Num regime, como o militar, para o qual o conceito formal e ideológico de “pátria” é basilar, o poema “Pátria Minha” soava diferente, mas não afrontoso (talvez tenha sido essa a percepção dos censores). De saída, o poema começa por uma negação: “A minha pátria é como se não fosse”, o que é logo atenuado por outro foco: “[…] é íntima / Doçura e vontade de chorar; uma criança dormindo / É minha pátria”. Depois, o eu lírico começa suas revelações e seus sentimentos: chora de saudades da pátria em seu exílio; fala que a pátria é luz, sal, água de suas lágrimas amargas. Na segunda estrofe, em meio a esse transbordamento afetivo, lê-se que há uma “[…] vontade de beijar os olhos de minha pátria”, etc., há uma vontade herética, mas sincera: “[…] Vontade de mudar as cores do vestido (auriverde!) tão feias / De minha pátria, de minha pátria sem sapatos / E sem meias, pátria minha / Tão pobrinha!”.

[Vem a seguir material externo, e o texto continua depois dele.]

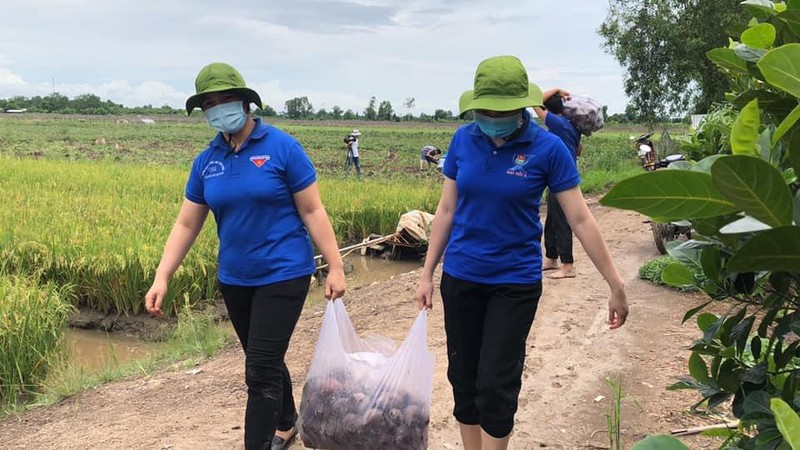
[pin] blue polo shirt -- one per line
(261, 237)
(496, 232)
(562, 127)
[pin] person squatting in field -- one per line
(429, 155)
(353, 156)
(262, 189)
(557, 233)
(488, 229)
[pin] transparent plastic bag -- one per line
(366, 394)
(585, 113)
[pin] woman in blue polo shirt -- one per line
(487, 226)
(261, 187)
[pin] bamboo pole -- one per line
(350, 249)
(697, 430)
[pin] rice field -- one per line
(89, 203)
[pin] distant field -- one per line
(390, 150)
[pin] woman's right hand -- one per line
(155, 297)
(424, 294)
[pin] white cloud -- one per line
(8, 78)
(334, 52)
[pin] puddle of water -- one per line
(368, 270)
(95, 350)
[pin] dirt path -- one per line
(571, 352)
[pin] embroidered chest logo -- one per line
(259, 160)
(518, 170)
(213, 169)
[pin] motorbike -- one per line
(648, 156)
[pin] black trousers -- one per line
(264, 318)
(487, 326)
(557, 232)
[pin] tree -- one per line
(662, 46)
(371, 113)
(743, 203)
(299, 108)
(385, 111)
(441, 114)
(268, 111)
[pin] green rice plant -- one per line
(33, 317)
(196, 332)
(101, 226)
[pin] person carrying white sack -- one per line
(487, 227)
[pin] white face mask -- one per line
(226, 117)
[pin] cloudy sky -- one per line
(335, 52)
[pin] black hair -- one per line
(554, 104)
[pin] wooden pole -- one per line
(697, 430)
(351, 248)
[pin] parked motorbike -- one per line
(662, 232)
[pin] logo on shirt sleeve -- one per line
(259, 160)
(518, 170)
(213, 169)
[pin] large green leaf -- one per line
(744, 133)
(792, 19)
(677, 275)
(746, 224)
(781, 68)
(660, 442)
(670, 195)
(788, 422)
(698, 367)
(755, 187)
(748, 53)
(727, 59)
(704, 165)
(797, 208)
(786, 125)
(776, 250)
(759, 36)
(794, 150)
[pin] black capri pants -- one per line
(487, 326)
(264, 318)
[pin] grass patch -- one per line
(651, 271)
(197, 337)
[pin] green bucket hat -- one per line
(534, 92)
(501, 84)
(219, 77)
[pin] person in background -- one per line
(352, 149)
(428, 155)
(262, 189)
(488, 229)
(557, 232)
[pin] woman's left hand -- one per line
(335, 284)
(617, 309)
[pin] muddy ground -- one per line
(564, 398)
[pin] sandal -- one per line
(561, 275)
(279, 443)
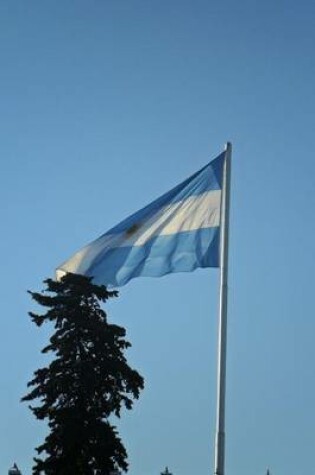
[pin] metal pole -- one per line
(224, 240)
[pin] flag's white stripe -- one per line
(195, 212)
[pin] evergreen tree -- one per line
(87, 381)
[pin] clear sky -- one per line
(105, 105)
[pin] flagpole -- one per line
(221, 371)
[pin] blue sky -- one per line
(107, 104)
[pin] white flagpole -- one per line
(224, 241)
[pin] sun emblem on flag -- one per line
(133, 229)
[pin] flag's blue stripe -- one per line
(206, 179)
(181, 252)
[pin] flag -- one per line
(178, 232)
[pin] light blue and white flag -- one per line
(178, 232)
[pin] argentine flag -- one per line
(178, 232)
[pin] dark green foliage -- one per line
(87, 381)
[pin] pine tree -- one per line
(87, 381)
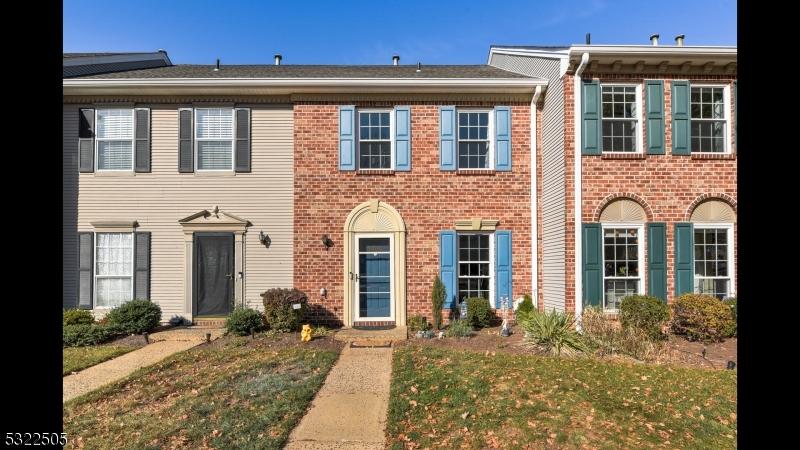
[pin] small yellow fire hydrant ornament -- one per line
(305, 335)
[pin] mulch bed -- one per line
(679, 351)
(282, 340)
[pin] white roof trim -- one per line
(653, 50)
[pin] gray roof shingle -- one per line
(313, 71)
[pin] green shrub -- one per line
(606, 337)
(553, 332)
(279, 312)
(524, 309)
(701, 317)
(731, 302)
(459, 328)
(135, 317)
(77, 317)
(479, 312)
(648, 314)
(241, 320)
(418, 323)
(81, 335)
(437, 299)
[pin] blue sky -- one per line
(370, 32)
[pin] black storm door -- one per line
(213, 274)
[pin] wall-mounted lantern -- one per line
(264, 239)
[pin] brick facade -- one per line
(428, 200)
(668, 187)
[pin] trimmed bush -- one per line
(437, 299)
(701, 317)
(524, 309)
(242, 320)
(82, 335)
(459, 328)
(608, 337)
(279, 312)
(648, 314)
(553, 332)
(479, 312)
(77, 317)
(731, 302)
(418, 323)
(135, 317)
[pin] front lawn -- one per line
(79, 358)
(233, 393)
(442, 398)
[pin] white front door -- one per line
(374, 278)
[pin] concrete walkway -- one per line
(161, 345)
(349, 412)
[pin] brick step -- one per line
(209, 323)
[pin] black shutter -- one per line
(86, 140)
(85, 269)
(142, 156)
(186, 147)
(243, 140)
(141, 263)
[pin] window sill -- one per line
(115, 174)
(632, 155)
(475, 172)
(713, 156)
(375, 172)
(215, 174)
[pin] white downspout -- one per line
(534, 193)
(576, 94)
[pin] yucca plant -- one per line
(553, 332)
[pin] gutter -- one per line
(292, 85)
(534, 204)
(576, 94)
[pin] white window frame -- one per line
(95, 276)
(731, 261)
(196, 140)
(391, 136)
(492, 235)
(639, 136)
(392, 278)
(726, 98)
(489, 132)
(97, 141)
(640, 251)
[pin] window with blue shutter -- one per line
(447, 265)
(654, 100)
(347, 145)
(591, 144)
(681, 122)
(503, 271)
(592, 280)
(502, 138)
(447, 138)
(402, 138)
(657, 260)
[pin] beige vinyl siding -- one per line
(553, 193)
(159, 199)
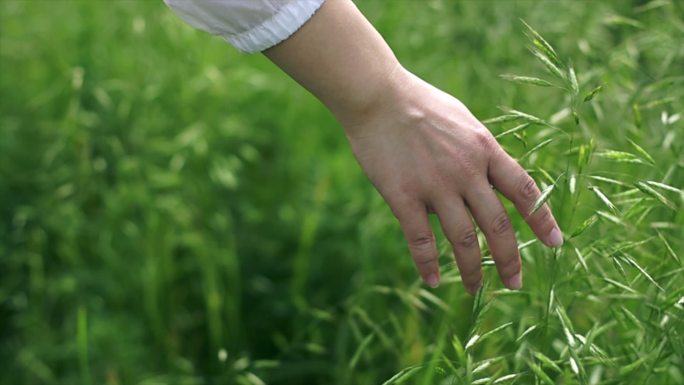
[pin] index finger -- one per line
(512, 181)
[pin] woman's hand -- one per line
(422, 148)
(425, 152)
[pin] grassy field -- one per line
(173, 212)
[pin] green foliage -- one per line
(174, 212)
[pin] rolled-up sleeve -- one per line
(248, 25)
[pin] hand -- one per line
(425, 152)
(422, 148)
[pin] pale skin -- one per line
(420, 147)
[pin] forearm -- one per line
(340, 58)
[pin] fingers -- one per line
(459, 230)
(512, 180)
(421, 241)
(495, 224)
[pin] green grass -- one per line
(173, 212)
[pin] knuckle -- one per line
(422, 243)
(466, 239)
(509, 266)
(501, 223)
(486, 140)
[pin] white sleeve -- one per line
(248, 25)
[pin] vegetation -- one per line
(173, 212)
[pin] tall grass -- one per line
(173, 212)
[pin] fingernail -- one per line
(432, 280)
(555, 238)
(515, 282)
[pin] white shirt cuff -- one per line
(277, 28)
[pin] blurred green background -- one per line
(174, 212)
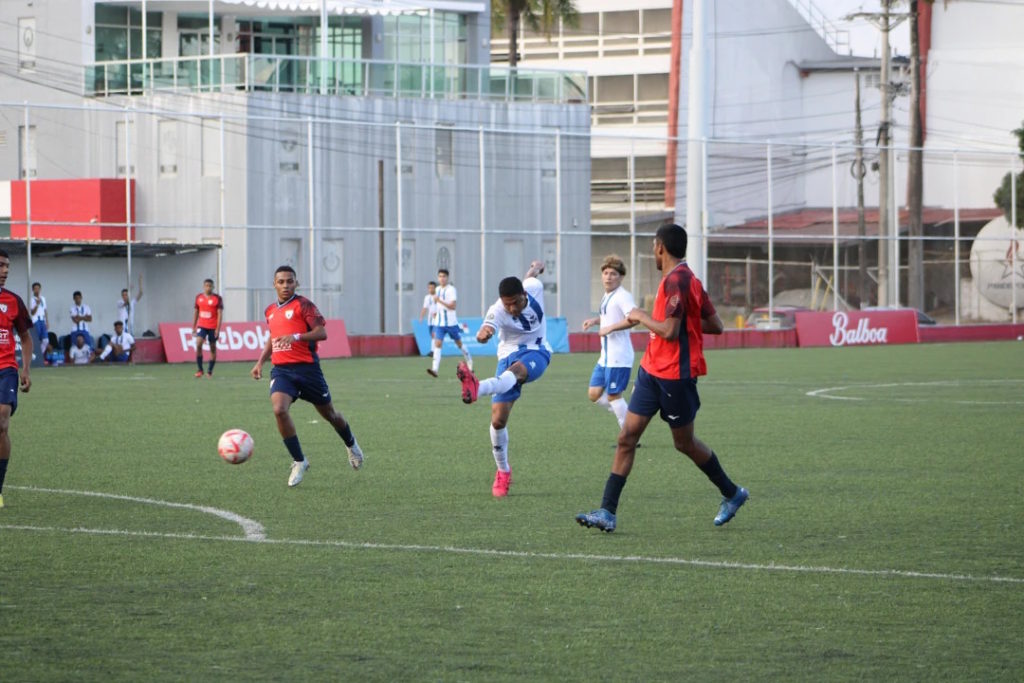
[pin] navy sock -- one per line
(292, 443)
(612, 489)
(714, 470)
(346, 434)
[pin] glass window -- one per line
(622, 23)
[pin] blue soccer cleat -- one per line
(727, 510)
(600, 518)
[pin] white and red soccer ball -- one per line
(236, 446)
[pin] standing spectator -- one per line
(119, 349)
(81, 315)
(126, 307)
(81, 353)
(37, 310)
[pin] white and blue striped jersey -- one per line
(616, 348)
(446, 316)
(528, 330)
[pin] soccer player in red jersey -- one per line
(667, 382)
(13, 317)
(208, 315)
(296, 326)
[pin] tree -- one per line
(1003, 196)
(538, 14)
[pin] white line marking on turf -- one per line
(252, 528)
(523, 554)
(826, 392)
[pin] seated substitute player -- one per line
(209, 313)
(448, 323)
(296, 326)
(523, 354)
(611, 374)
(121, 346)
(667, 381)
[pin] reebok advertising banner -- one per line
(856, 328)
(558, 337)
(244, 341)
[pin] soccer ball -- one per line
(236, 446)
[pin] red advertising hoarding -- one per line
(856, 328)
(244, 341)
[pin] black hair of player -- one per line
(673, 238)
(510, 287)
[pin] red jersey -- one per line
(296, 315)
(209, 306)
(13, 317)
(680, 295)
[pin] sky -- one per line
(864, 39)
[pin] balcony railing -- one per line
(359, 78)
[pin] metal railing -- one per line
(361, 78)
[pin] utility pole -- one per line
(885, 22)
(914, 179)
(859, 173)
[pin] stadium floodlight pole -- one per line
(558, 220)
(26, 141)
(397, 213)
(633, 218)
(835, 236)
(956, 292)
(771, 241)
(483, 222)
(324, 47)
(696, 128)
(309, 186)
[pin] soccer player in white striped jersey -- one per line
(523, 354)
(448, 323)
(611, 374)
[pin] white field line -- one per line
(827, 392)
(529, 555)
(252, 528)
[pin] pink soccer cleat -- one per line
(470, 385)
(502, 482)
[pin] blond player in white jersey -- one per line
(445, 298)
(611, 374)
(523, 354)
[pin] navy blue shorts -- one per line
(9, 382)
(209, 335)
(452, 331)
(301, 380)
(676, 399)
(612, 380)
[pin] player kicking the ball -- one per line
(523, 354)
(296, 326)
(667, 382)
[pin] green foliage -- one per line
(924, 474)
(1003, 196)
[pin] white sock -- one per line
(499, 384)
(500, 443)
(619, 407)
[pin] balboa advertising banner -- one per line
(244, 341)
(856, 328)
(558, 337)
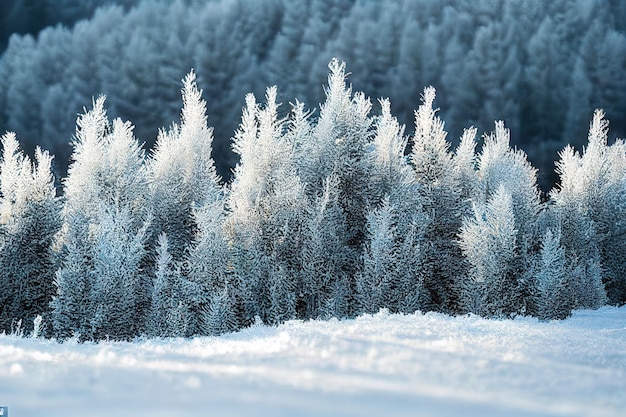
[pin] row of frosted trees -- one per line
(489, 59)
(328, 215)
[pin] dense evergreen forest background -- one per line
(542, 67)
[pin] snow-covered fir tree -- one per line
(29, 219)
(181, 172)
(337, 149)
(553, 281)
(503, 169)
(209, 296)
(393, 259)
(104, 222)
(489, 241)
(589, 200)
(169, 314)
(267, 205)
(445, 182)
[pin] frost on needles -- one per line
(329, 214)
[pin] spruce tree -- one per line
(29, 219)
(104, 225)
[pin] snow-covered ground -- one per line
(381, 365)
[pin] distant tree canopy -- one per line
(542, 67)
(331, 216)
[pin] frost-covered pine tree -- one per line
(324, 257)
(337, 149)
(208, 296)
(181, 172)
(104, 222)
(503, 169)
(553, 280)
(489, 241)
(267, 205)
(392, 271)
(29, 219)
(589, 200)
(445, 181)
(119, 287)
(169, 315)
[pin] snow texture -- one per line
(421, 364)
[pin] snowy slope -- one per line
(381, 365)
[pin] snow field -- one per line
(421, 364)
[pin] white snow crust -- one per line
(380, 365)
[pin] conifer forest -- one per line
(329, 213)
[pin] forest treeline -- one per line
(541, 66)
(328, 214)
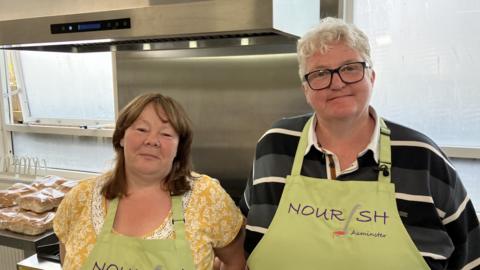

Basta, poeta, chega de tanto desabafo e tanta meiguice! Mas o poema não está sequer no meio! Silêncio vibrante na plateia do secular Santa Isabel. A exuberante complexidade do texto é compensada pela entonação expressiva do próprio autor, pelas notas altas de alguns versos! Vinicius passa a dizer que a pátria é algo íntimo que se possui: “um gemido de flor”, “uma fé sem dogma”, “fonte de mel”, “bicho triste”… Dramatiza: quer rever a pátria e se martiriza: “cego, estropiado, surdo e mudo”. Desdiz o próprio hino nacional: “A minha pátria não é florão nem ostenta / Lábaro, não; a minha pátria é desolação / De caminhos, a minha pátria é terra sedenta / E praia branca […]”. Não é a “mais garrida” e “não rima com ‘mãe gentil’”, será antes uma “filha”, “uma ilha de ternura”. E prossegue dizendo, depois de tanto enternecimento, que está “Atento à fome em tuas estranhas / E ao batuque em teu coração”. E finalmente a “chave de ouro”: pede a cotovia que peça ao rouxinol que peça ao sabiá (não por acaso pássaros tão emblemáticos!) que leve à pátria distante um “avigrama”: “Pátria minha, saudades de quem te ama… / Vinicius de Moraes”. O Santa Isabel, inflamado de ardor e lirismo, transborda de aplausos.

O recado estava dado. O verdadeiro patriotismo não precisa estar inscrito em slogans fascistas e militares ou ser ensinado nas escolas, é espontâneo, está dentro de cada um de nós… E os poetas sabem dizê-lo.  Isso foi em 1973. A democracia era um anseio, e os censores, apesar de solícitos e dedicados, deixavam escapar, por entre os dedos, a pólvora doce da poesia.